En general, la creciente vulnerabilidad de las poblaciones rurales, la inseguridad y los conflictos debido a los recursos están alterando la cohesión social entre las comunidades, lo que lleva a un empeoramiento a largo plazo de la crisis en el Sahel. Por consiguiente, la asistencia inmediata para responder a las necesidades urgentes debe estar acompañada de inversiones sustanciales en medios de vida rurales y servicios sociales, para reforzar la cohesión social y sentar las bases de la paz en la región.

“A menos que nos ocupemos de estas crisis desde sus orígenes, millones de pastores y agropastores vulnerables seguirán necesitando ayuda urgente cada año, como lo fue en 2019 y como lo será en 2020”, señaló Robert Guei, coordinador subregional de la FAO para África Occidental, y añade que la Red Mundial contra las Crisis Alimentarias proporciona el marco para ese apoyo.
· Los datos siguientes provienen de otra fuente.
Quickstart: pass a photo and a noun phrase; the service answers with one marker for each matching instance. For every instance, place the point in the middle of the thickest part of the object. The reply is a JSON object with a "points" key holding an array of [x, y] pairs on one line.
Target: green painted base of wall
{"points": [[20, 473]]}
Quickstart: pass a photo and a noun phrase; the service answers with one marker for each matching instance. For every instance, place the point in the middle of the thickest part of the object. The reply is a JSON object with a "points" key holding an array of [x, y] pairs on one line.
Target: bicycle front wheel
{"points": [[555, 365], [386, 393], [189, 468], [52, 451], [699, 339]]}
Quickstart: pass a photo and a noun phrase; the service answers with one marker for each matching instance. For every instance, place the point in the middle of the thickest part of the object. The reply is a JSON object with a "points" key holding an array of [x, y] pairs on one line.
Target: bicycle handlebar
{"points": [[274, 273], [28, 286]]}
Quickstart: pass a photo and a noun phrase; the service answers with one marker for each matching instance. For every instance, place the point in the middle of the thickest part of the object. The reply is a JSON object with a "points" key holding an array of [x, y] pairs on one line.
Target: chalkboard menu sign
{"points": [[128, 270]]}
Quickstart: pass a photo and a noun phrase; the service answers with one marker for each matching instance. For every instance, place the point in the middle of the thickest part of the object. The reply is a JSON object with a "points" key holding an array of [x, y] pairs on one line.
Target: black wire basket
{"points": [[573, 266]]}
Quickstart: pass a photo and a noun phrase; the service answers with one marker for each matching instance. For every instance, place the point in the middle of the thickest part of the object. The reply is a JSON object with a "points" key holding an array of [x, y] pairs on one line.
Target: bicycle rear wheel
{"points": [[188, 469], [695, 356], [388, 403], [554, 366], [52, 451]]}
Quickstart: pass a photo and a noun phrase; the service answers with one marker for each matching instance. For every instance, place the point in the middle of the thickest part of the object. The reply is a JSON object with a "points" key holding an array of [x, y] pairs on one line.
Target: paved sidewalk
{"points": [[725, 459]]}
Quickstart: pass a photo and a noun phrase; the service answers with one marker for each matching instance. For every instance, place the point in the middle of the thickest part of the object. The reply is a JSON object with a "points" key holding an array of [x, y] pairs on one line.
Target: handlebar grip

Gracias a los esfuerzos colectivos para proporcionar servicios preventivos y curativos esenciales, los resultados de las encuestas nacionales de nutrición de 2019 en el Sahel no muestran un deterioro inmediato del estado nutricional de los niños. No obstante, la situación continúa siendo frágil, ya que las tasas de desnutrición aguda mundial siguen estando por encima o cerca del “umbral de gravedad” de la OMS en Níger (10,9 %) y en Malí (9,4 %). La situación es especialmente preocupante en el norte de Burkina Faso, donde la inseguridad generalizada entorpece de forma considerable la prevención y el tratamiento de la desnutrición aguda de las madres y los niños pequeños. Las evaluaciones rápidas de nutrición realizadas en los municipios con grandes cantidades de desplazados internos muestran un pronunciado deterioro del estado nutricional de los niños menores de cinco años. Se está llevando a cabo un análisis más profundo en el que participan tanto los aliados institucionales como los operacionales para determinar las zonas de mayor riesgo.

La inseguridad alimentaria en los hogares, agravada por el desplazamiento de la población, el acceso limitado a los servicios de salud y al agua potable, así como los escasos conocimientos sobre las prácticas óptimas de alimentación infantil, producirán un grave impacto en el estado nutricional de los niños pequeños y en la capacidad de las comunidades para recuperarse si no se actúa ahora para proteger el estado nutricional de los niños pequeños y prevenir la desnutrición aguda que amenaza su vida. Los abordajes integrados para la prevención y la atención de la desnutrición aguda deben implementarse de manera inmediata y a escala en las zonas más afectadas.

“El conflicto del Sahel Central es una crisis en cascada que azota toda la región y que pone en vilo a toda una generación de niños. Cientos de miles de niños se ven privados de educación, quedan vulnerables a la explotación y corren el riesgo de sufrir desnutrición. Los niños y los jóvenes continúan pagando el precio más alto por una crisis que ni siquiera han causado. Tenemos que actuar ahora con los socios para evitar una tragedia”, declara Marie-Pierre Poirier, directora regional del UNICEF para África Occidental y Central.